View Single Post
11-19-2012, 02:14 PM
#15
Registered User

Join Date: Jan 2006
Location: bohemia
Country:
Posts: 4,845
vCash: 500
Quote:
 Originally Posted by barneyg If I understand correctly, your model is Y = b1*X(s1980) + ... + b32*X(s2011) + b33*X(a18) + ... + b55*X(a40) + b56*X(p1) + ... b67*X(p12) where X(s1980)...X(s2011) are season dummy variables (also called indicator variables), X(a18)...X(a40) are player age dummies, and X(p1)...X(p12) are player (name) dummies. I'm not sure why you want those player dummies in there (p1..p12).
Yes, you understand that model, which I was trying to build.

The reason for the p (player) dummy variables was to filter out the effect of the player's general value/skill, in order to produce accurate coefficients for the other variables (age, season).

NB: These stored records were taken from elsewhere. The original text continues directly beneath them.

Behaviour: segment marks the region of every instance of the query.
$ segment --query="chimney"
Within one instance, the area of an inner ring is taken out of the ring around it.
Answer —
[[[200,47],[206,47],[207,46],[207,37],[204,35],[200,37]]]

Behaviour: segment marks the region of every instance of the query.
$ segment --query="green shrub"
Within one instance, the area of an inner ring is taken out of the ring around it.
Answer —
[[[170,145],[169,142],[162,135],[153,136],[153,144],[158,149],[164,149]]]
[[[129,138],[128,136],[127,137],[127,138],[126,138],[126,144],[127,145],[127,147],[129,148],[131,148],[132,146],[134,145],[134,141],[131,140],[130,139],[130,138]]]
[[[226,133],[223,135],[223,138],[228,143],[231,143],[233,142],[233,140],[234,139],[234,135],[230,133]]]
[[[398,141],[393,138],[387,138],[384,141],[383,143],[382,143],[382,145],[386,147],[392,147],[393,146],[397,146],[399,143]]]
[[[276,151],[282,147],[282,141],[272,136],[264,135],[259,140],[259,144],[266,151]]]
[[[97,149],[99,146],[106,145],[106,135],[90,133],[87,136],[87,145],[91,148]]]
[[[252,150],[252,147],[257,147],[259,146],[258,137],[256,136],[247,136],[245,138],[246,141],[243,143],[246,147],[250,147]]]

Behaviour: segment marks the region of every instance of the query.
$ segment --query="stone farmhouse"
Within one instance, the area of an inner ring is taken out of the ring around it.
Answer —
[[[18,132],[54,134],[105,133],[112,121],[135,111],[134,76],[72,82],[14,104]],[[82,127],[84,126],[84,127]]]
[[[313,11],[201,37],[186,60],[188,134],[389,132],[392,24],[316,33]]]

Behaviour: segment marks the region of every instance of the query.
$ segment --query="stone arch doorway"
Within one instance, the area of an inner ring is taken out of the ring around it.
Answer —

Each observation of Y is one player's season. So '80 Gretzky would be: 117 = b1*X(s1980) + b34*X(a19) + b56*X(p1), where p1=Gretzky. I was hoping to simultaneously measure the effects of age and different seasons on top players' scoring, so that it could be applied to any top player in any season.

Quote:
 Originally Posted by barneyg But to get back to your question, it's not a question of degrees of freedom. The regressors in your model must be linearly independent, and they aren't. For example, right now for every player you have X(s2011) = 1 - X(s1980) - X(s1981) - .... - X(s2010) i.e. the sum of those 32 dummy variables is 1... same thing for the other 2 types, the sum of all variables of the same type for a given player is 1. A simple solution is to drop one of the dummies for each type, ie. drop X(s1980), X(a18), and X(p1). You will still get an error for some age coefficients if your sample doesn't have anyone playing up to age 40 or as early as 18 but the rest of the model should work.
Thanks, this is very insightful. You are right, the variables within each category are not independent, since only one dummy variable in each category will have value = 1, and the rest 0, and so always sum to 1.

If I understand you correctly, you suggest that eliminating one dummy variable in each category will solve that problem, but I don't see how that would change the fact that the variables within each category are not independent. BTW, in the simplified (small scale) model, I still had 3+ observations for each dummy variable. IOW, there were at least 3 observations at each age, at least 3 for each season, and at least 3 for each player.

It sounds to me like this type of model just isn't possible.